What are the responsibilities and job description for the Site Reliability Engineer position at Broadridge Financial Solutions?
At Broadridge, we've built a culture where the highest goal is to empower others to accomplish more. If you're passionate about developing your career, while helping others along the way, come and help us achieve our goals.
Broadridge is growing, and we are seeking a Site Reliability Engineer to join our team. We are looking for someone responsible for designing, implementing, and operating the technical infrastructure for strategic Broadridge applications and services. We expect you to craft technical solutions and automated operational processes for next-generation Broadridge platforms for automation, availability, performance, scale, and cost. You will ensure the continuous health and reliability of the technical infrastructure and the applications/services it supports through Service Level Objectives (SLOs), metrics/Service Level Indicators (SLIs) and continuous operational process improvements.
Responsibilities:
- Works within and across teams to craft, develop, test, implement, and support technical solutions across a full-stack of development tools and technologies.
- Translates business requirements into technical designs, considering automation, availability, performance, scale, and cost.
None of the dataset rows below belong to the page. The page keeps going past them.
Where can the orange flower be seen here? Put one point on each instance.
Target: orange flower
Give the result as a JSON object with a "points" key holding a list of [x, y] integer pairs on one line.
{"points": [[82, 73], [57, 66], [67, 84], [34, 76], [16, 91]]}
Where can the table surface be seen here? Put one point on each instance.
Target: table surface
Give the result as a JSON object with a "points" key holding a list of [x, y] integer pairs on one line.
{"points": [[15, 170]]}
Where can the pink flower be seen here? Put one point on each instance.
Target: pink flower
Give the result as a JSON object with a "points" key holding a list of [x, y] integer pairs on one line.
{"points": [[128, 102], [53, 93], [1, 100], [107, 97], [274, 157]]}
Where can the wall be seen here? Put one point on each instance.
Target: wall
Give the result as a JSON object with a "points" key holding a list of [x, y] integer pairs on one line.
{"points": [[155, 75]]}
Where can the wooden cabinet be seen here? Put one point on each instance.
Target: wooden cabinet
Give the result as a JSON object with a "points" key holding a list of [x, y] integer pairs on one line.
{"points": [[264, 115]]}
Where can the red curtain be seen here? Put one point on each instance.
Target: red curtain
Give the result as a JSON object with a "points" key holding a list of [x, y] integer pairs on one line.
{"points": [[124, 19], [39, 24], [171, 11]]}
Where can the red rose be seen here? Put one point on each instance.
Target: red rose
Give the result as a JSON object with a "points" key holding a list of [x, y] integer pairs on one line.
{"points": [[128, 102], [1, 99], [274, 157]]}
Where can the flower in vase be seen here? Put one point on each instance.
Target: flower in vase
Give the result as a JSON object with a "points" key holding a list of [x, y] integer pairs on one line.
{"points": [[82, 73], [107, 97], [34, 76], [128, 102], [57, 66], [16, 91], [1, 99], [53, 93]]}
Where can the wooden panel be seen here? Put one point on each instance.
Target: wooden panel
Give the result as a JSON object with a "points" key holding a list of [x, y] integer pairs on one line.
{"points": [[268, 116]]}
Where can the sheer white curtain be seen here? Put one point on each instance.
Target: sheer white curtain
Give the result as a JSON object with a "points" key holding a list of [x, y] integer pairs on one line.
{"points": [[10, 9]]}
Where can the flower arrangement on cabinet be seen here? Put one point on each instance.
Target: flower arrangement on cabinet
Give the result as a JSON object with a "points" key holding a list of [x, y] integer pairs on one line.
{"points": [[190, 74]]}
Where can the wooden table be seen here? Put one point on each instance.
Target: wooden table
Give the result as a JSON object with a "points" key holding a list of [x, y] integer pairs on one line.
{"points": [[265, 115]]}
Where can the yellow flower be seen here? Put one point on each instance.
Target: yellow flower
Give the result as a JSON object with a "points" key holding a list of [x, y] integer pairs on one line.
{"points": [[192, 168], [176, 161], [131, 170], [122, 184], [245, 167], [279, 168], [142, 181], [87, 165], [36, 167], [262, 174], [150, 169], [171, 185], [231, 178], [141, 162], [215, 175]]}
- Ensures technical & security practices along with Broadridge standards are adhered to in the design of technical infrastructure.
- Participates in technical design sessions and works closely with multiple teams, including application development teams, infrastructure teams, vendors, and clients, if needed, to review the infrastructure designs for new projects.
- Delivers high-quality technical infrastructure, on-time, following Broadridge processes.
- Provides estimates of all priority and non-priority projects along with recommended scope or schedule changes based on capacity and unforeseen challenges.
- Participates in technical implementation to ensure the quality of the infrastructure, automation, and the overall efficiency of the SRE (Service Reliability Engineering) team.
- Tracks Service Level Indicators (SLI) to ensure the health of technical infrastructure and Broadridge services.
- Fixes production issues affecting Broadridge services as needed, taking appropriate corrective actions.
- Conducts preventative maintenance to ensure capacity, scaling, security, and availability of Broadridge services.
- Understands dependencies between infrastructure components, vendor software, custom software, and other parts of the processing stack that support Broadridge Services.
- Collaborates with peers and other technical teams, such as development teams, architecture, database teams, storage teams, server teams, security teams to prevent and shorten production incidents.
- Defines Service Level Objectives (SLOs) for Broadridge Services.
- Implements additional operational improvements for automation, monitoring, and incident management to increase the reliability of Broadridge services.
- Guides more junior associates through established processes.